Affaire Grégory : "Les déclarations du cousin ne tiennent plus" affirme l'avocat de Murielle Bolle

Jean-Paul Teissonnière, le 28 juin 2017.
Jean-Paul Teissonnière, le 28 juin 2017. (MAXPPP)

Pour l'un des avocats de Murielle Bolle, Jean-Paul Teissonnière, la confrontation de vendredi avec son cousin a permis de mettre fin à "cette rumeur à laquelle nous avons tordu le cou, selon laquelle, Murielle Bolle aurait été battue avant de procéder à la rétractation."

Aucun rebondissement n'a eu lieu dans l’affaire Grégory, après la confrontation devant la justice vendredi 28 juillet à Dijon entre Murielle Bolle et l’un de ses cousins. Ce dernier affirme qu’elle avait bien subi "un lynchage" de la part de sa famille le 5 novembre 1984 pour la faire revenir sur son témoignage incriminant Bernard Laroche, contrant les dénégations de Murielle Bolle. Le face-à-face a duré 3 heures à Dijon devant la présidente de la chambre d’instruction. Murielle Bolle, 48 ans, a été mise en examen fin juin pour enlèvement suivi de mort et placée en détention provisoire.

Pour l'un de ses avocats, Jean-Paul Teissonnière, "la confrontation s’est déroulée dans un climat tendu" mais a fait "progresser" l’affaire. "Nous savons d’ores et déjà que Murielle n’a pas fait l’objet de violences les 5 et 6 novembre 1984", a-t-il affirmé sur franceinfo samedi. Il affirme "avoir tordu le cou à ses rumeurs". Conséquence : "Les déclarations du cousin ne tiennent plus" selon lui et Murielle Bolle "devrait enfin être remise en liberté bientôt", estime-t-il.

franceinfo : Dans quel climat s’est déroulée la confrontation devant la justice ?

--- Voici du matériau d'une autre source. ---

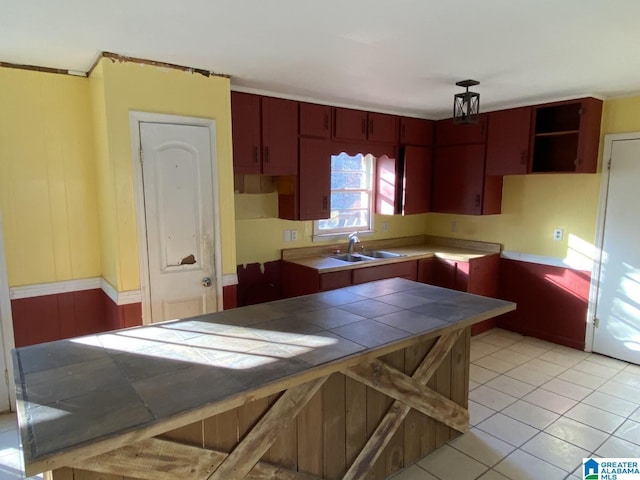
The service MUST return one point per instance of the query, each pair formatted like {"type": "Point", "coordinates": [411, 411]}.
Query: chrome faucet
{"type": "Point", "coordinates": [353, 239]}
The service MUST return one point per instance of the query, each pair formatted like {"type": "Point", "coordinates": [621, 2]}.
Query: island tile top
{"type": "Point", "coordinates": [75, 392]}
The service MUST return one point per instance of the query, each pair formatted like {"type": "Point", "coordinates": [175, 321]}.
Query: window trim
{"type": "Point", "coordinates": [342, 231]}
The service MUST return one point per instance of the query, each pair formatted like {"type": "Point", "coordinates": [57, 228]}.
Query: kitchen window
{"type": "Point", "coordinates": [351, 195]}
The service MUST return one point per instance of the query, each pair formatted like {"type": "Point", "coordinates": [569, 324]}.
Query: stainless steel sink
{"type": "Point", "coordinates": [382, 254]}
{"type": "Point", "coordinates": [366, 256]}
{"type": "Point", "coordinates": [350, 257]}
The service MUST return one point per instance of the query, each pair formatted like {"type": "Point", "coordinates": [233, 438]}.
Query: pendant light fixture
{"type": "Point", "coordinates": [466, 106]}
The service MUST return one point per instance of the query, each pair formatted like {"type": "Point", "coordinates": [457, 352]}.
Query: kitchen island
{"type": "Point", "coordinates": [351, 383]}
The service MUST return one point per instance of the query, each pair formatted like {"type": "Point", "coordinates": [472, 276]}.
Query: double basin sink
{"type": "Point", "coordinates": [366, 256]}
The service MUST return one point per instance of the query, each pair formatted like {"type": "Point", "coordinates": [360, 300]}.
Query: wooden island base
{"type": "Point", "coordinates": [366, 420]}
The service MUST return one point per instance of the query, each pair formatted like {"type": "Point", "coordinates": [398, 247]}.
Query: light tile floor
{"type": "Point", "coordinates": [536, 410]}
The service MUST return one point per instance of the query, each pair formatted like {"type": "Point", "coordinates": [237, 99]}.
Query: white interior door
{"type": "Point", "coordinates": [618, 301]}
{"type": "Point", "coordinates": [179, 210]}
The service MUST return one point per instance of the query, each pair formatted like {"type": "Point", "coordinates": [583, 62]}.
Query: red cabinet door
{"type": "Point", "coordinates": [279, 136]}
{"type": "Point", "coordinates": [449, 133]}
{"type": "Point", "coordinates": [416, 131]}
{"type": "Point", "coordinates": [314, 181]}
{"type": "Point", "coordinates": [426, 267]}
{"type": "Point", "coordinates": [315, 120]}
{"type": "Point", "coordinates": [417, 180]}
{"type": "Point", "coordinates": [508, 141]}
{"type": "Point", "coordinates": [444, 273]}
{"type": "Point", "coordinates": [458, 178]}
{"type": "Point", "coordinates": [350, 124]}
{"type": "Point", "coordinates": [382, 128]}
{"type": "Point", "coordinates": [245, 124]}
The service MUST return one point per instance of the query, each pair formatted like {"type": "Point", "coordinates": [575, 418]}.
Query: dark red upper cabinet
{"type": "Point", "coordinates": [508, 141]}
{"type": "Point", "coordinates": [417, 179]}
{"type": "Point", "coordinates": [315, 120]}
{"type": "Point", "coordinates": [359, 125]}
{"type": "Point", "coordinates": [566, 136]}
{"type": "Point", "coordinates": [382, 128]}
{"type": "Point", "coordinates": [245, 125]}
{"type": "Point", "coordinates": [350, 124]}
{"type": "Point", "coordinates": [279, 136]}
{"type": "Point", "coordinates": [449, 133]}
{"type": "Point", "coordinates": [416, 131]}
{"type": "Point", "coordinates": [265, 135]}
{"type": "Point", "coordinates": [458, 179]}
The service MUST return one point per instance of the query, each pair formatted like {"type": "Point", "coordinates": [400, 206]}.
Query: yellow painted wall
{"type": "Point", "coordinates": [261, 239]}
{"type": "Point", "coordinates": [47, 178]}
{"type": "Point", "coordinates": [130, 86]}
{"type": "Point", "coordinates": [621, 115]}
{"type": "Point", "coordinates": [532, 207]}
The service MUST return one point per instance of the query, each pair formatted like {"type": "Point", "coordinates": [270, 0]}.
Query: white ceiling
{"type": "Point", "coordinates": [401, 56]}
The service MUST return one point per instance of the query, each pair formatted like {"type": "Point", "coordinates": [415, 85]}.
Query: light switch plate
{"type": "Point", "coordinates": [558, 234]}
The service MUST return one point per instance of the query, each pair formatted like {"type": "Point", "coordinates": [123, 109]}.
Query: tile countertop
{"type": "Point", "coordinates": [411, 248]}
{"type": "Point", "coordinates": [84, 396]}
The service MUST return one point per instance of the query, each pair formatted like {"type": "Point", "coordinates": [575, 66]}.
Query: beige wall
{"type": "Point", "coordinates": [47, 178]}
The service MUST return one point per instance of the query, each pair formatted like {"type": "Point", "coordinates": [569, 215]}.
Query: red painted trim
{"type": "Point", "coordinates": [552, 301]}
{"type": "Point", "coordinates": [229, 296]}
{"type": "Point", "coordinates": [66, 315]}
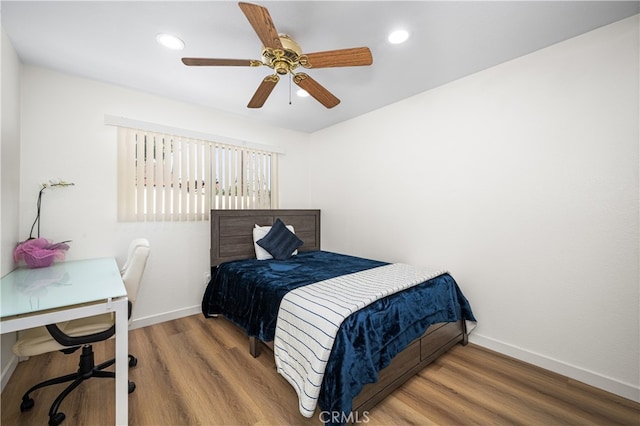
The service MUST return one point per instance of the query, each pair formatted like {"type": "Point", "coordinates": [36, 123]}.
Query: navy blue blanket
{"type": "Point", "coordinates": [248, 292]}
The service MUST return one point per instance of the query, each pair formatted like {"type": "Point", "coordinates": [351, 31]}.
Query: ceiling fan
{"type": "Point", "coordinates": [282, 54]}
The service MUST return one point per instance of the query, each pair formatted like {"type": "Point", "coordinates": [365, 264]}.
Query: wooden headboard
{"type": "Point", "coordinates": [232, 231]}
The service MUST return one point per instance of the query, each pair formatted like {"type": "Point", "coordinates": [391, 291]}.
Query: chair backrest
{"type": "Point", "coordinates": [134, 266]}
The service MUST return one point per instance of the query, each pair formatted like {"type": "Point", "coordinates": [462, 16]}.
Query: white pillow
{"type": "Point", "coordinates": [259, 233]}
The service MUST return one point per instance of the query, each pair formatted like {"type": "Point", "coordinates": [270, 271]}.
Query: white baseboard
{"type": "Point", "coordinates": [625, 390]}
{"type": "Point", "coordinates": [166, 316]}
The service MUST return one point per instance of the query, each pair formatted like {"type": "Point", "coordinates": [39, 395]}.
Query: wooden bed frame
{"type": "Point", "coordinates": [232, 239]}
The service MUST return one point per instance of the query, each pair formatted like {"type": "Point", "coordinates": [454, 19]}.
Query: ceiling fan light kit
{"type": "Point", "coordinates": [282, 54]}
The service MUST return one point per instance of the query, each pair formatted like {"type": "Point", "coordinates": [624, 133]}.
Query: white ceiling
{"type": "Point", "coordinates": [115, 42]}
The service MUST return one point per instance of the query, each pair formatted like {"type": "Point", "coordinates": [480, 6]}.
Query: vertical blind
{"type": "Point", "coordinates": [165, 177]}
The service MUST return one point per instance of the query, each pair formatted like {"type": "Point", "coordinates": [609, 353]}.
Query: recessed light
{"type": "Point", "coordinates": [397, 37]}
{"type": "Point", "coordinates": [170, 41]}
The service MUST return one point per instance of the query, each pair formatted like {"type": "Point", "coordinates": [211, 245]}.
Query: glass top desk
{"type": "Point", "coordinates": [70, 290]}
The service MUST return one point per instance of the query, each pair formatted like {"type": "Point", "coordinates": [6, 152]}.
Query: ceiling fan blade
{"type": "Point", "coordinates": [219, 62]}
{"type": "Point", "coordinates": [263, 92]}
{"type": "Point", "coordinates": [354, 57]}
{"type": "Point", "coordinates": [314, 88]}
{"type": "Point", "coordinates": [260, 20]}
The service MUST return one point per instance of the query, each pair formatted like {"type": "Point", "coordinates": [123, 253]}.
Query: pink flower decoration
{"type": "Point", "coordinates": [39, 252]}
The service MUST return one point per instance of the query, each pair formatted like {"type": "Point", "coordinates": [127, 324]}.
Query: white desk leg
{"type": "Point", "coordinates": [122, 362]}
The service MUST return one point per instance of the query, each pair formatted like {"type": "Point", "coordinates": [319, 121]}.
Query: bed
{"type": "Point", "coordinates": [396, 353]}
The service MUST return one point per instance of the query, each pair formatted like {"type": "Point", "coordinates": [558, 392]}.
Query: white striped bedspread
{"type": "Point", "coordinates": [309, 318]}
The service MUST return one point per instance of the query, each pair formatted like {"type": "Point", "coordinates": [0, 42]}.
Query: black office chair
{"type": "Point", "coordinates": [72, 335]}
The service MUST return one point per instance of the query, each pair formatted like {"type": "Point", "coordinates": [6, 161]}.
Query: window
{"type": "Point", "coordinates": [164, 177]}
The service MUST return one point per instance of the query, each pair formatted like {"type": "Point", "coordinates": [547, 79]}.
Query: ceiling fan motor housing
{"type": "Point", "coordinates": [283, 60]}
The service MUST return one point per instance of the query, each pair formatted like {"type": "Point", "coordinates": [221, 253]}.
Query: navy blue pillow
{"type": "Point", "coordinates": [279, 241]}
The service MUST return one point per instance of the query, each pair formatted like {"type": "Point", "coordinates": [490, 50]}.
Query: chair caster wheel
{"type": "Point", "coordinates": [27, 404]}
{"type": "Point", "coordinates": [56, 419]}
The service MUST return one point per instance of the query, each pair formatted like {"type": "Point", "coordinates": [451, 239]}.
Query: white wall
{"type": "Point", "coordinates": [64, 136]}
{"type": "Point", "coordinates": [522, 180]}
{"type": "Point", "coordinates": [10, 175]}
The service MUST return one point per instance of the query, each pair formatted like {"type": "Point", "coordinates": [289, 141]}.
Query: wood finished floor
{"type": "Point", "coordinates": [196, 371]}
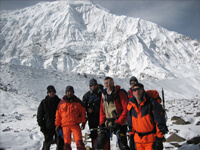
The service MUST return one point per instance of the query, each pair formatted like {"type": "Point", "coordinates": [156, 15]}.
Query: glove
{"type": "Point", "coordinates": [132, 142]}
{"type": "Point", "coordinates": [83, 126]}
{"type": "Point", "coordinates": [102, 126]}
{"type": "Point", "coordinates": [43, 129]}
{"type": "Point", "coordinates": [117, 126]}
{"type": "Point", "coordinates": [57, 130]}
{"type": "Point", "coordinates": [158, 144]}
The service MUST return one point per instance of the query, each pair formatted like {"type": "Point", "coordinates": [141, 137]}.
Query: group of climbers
{"type": "Point", "coordinates": [108, 111]}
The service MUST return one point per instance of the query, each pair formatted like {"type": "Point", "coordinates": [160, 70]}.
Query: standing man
{"type": "Point", "coordinates": [113, 113]}
{"type": "Point", "coordinates": [70, 113]}
{"type": "Point", "coordinates": [146, 120]}
{"type": "Point", "coordinates": [133, 81]}
{"type": "Point", "coordinates": [91, 101]}
{"type": "Point", "coordinates": [46, 116]}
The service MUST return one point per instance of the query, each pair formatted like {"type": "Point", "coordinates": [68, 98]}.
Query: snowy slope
{"type": "Point", "coordinates": [68, 43]}
{"type": "Point", "coordinates": [81, 37]}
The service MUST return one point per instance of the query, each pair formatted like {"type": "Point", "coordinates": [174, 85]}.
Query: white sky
{"type": "Point", "coordinates": [181, 16]}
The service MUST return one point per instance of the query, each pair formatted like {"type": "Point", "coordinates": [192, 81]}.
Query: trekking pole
{"type": "Point", "coordinates": [163, 97]}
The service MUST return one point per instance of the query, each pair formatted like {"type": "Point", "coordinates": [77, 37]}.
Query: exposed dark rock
{"type": "Point", "coordinates": [175, 138]}
{"type": "Point", "coordinates": [179, 121]}
{"type": "Point", "coordinates": [175, 144]}
{"type": "Point", "coordinates": [194, 140]}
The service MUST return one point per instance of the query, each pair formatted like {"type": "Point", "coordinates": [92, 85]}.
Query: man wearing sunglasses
{"type": "Point", "coordinates": [133, 80]}
{"type": "Point", "coordinates": [146, 120]}
{"type": "Point", "coordinates": [91, 102]}
{"type": "Point", "coordinates": [113, 115]}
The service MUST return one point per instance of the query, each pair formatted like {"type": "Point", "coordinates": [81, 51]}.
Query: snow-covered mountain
{"type": "Point", "coordinates": [83, 38]}
{"type": "Point", "coordinates": [69, 42]}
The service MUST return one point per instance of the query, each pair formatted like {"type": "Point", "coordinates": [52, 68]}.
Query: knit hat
{"type": "Point", "coordinates": [133, 78]}
{"type": "Point", "coordinates": [69, 88]}
{"type": "Point", "coordinates": [93, 82]}
{"type": "Point", "coordinates": [139, 85]}
{"type": "Point", "coordinates": [50, 89]}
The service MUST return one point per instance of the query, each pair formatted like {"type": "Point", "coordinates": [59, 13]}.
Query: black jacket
{"type": "Point", "coordinates": [47, 111]}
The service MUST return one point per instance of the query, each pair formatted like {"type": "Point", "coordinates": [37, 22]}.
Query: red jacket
{"type": "Point", "coordinates": [141, 121]}
{"type": "Point", "coordinates": [70, 112]}
{"type": "Point", "coordinates": [120, 100]}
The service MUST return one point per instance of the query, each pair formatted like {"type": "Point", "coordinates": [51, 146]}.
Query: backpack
{"type": "Point", "coordinates": [154, 95]}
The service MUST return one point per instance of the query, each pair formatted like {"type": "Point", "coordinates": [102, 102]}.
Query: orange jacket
{"type": "Point", "coordinates": [121, 105]}
{"type": "Point", "coordinates": [70, 112]}
{"type": "Point", "coordinates": [140, 120]}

Jean-Paul Teissonnière : La confrontation s’est déroulée dans un climat tendu. Je voudrais préciser que nous avons considérablement progressé hier. Nous savons d’ores et déjà que Murielle n’a pas fait l’objet de violences les 5 et 6 novembre 1984. Les rétractations qu’elle a formées dans le bureau du juge d’instruction le 6 novembre ne sont pas la conséquence de violences exercées contre elle. Elles constituent un acte spontané qui doit être considéré comme crédible.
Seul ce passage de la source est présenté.